If you print the code for MASS::mvrnorm, or debug(MASS:mvrnorm) and step through it, you see that it uses
if (!all(ev >= -tol * abs(ev[1L]))) stop("'Sigma' is not positive definite")
(where ev is the vector of eigenvalues, in decreasing order, so ev[1] is the largest eigenvalue) to decide on the positive definiteness of the variance-covariance matrix. In this case ev[1L] is about 2e12, tol is 1e-6, so this would allow negative eigenvalues up to a magnitude of about 2e6. In this case the minimum eigenvalue is -1e-5, well within tolerance.
Farther down MASS::mvrnorm uses pmax(ev,0) -- that is, if it has decided that the eigenvalues are not below tolerance (i.e. it didn't fail the test above), it just truncates the negative values to zero, which should be fine for practical purposes.
If you insisted on using rmvnorm you could use Matrix::nearPD, which tries to force the matrix to be positive definite -- it returns a list which contains (among other things) the eigenvalues and the "positive-definite-ified" matrix:
m <- Matrix::nearPD(sigma)
range(m$eigenvalues)
## [1] 1.863477e+04 1.863477e+12
The eigenvalues computed from the matrix are not quite identical -- nearPD and eigen use slightly different algorithms -- but they're very close.
range(eigen(m$mat)$values)
## [1] 1.861280e+04 1.863477e+12
More generally,
Part of the reason for the huge range of eigenvalues might be predictor variables that are scaled very differently. It might be a good idea to scale your input data if possible to make the variances more similar to each other (i.e., it will make all of your numerical computations more stable) -- you can always rescale the values once you've generated them
It's also the case that when matrices are very close to singular (i.e. some eigenvalues are very close to zero), small numerical differences can change the sign of the eigenvalues. In particular, if you copy and paste the values, you might lose some precision and cause this problem. Using dput(vcov(fit)) or save(vcov(fit)) to save the variance-covariance matrix at full precision is safer.

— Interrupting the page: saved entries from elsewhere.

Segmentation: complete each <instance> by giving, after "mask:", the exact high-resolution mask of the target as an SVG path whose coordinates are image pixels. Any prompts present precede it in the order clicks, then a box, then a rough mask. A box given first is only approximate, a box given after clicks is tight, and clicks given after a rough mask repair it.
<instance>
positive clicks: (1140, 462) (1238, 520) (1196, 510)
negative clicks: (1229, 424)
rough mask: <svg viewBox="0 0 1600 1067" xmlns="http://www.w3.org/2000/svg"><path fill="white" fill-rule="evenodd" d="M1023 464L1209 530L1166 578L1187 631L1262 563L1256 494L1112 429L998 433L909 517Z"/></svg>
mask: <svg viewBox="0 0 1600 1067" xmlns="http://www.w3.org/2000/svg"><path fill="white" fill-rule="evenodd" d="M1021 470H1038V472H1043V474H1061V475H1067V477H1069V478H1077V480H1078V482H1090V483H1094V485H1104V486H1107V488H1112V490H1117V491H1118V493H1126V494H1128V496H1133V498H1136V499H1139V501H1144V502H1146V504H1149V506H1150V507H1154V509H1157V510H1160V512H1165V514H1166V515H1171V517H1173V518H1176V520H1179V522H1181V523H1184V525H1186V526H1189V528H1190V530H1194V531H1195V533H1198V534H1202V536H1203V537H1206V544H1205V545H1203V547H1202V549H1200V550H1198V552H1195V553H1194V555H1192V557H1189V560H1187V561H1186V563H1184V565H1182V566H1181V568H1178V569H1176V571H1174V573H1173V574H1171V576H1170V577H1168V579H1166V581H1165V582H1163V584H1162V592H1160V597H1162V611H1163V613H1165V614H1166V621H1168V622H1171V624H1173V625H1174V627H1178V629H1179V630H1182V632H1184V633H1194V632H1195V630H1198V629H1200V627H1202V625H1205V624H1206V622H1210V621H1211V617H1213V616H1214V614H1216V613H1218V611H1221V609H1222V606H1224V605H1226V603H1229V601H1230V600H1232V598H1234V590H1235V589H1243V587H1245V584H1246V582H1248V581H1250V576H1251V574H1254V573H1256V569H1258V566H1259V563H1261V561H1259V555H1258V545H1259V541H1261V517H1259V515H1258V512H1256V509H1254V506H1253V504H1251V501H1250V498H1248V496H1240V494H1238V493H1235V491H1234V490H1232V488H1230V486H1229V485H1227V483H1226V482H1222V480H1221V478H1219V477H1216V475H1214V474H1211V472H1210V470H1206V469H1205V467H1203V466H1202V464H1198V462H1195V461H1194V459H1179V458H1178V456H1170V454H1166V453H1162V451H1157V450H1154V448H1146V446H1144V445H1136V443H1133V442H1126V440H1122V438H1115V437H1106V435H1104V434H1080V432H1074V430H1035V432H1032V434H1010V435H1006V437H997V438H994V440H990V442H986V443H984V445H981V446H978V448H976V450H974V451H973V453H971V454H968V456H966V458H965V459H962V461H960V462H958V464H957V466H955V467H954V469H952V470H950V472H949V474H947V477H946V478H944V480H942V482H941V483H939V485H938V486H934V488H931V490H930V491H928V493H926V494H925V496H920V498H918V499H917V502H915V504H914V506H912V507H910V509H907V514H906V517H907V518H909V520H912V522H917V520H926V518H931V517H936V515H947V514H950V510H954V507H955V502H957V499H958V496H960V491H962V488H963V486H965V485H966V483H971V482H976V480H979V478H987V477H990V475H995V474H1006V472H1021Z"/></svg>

if you have no idea what "positive definite" means you might want to read up about it. The Wikipedia articles on covariance matrices and positive definite matrices might be a little too technical for you to start with; this question on StackExchange is closer, but still a little technical. The next entry on my Google journey was this one, which looks about right.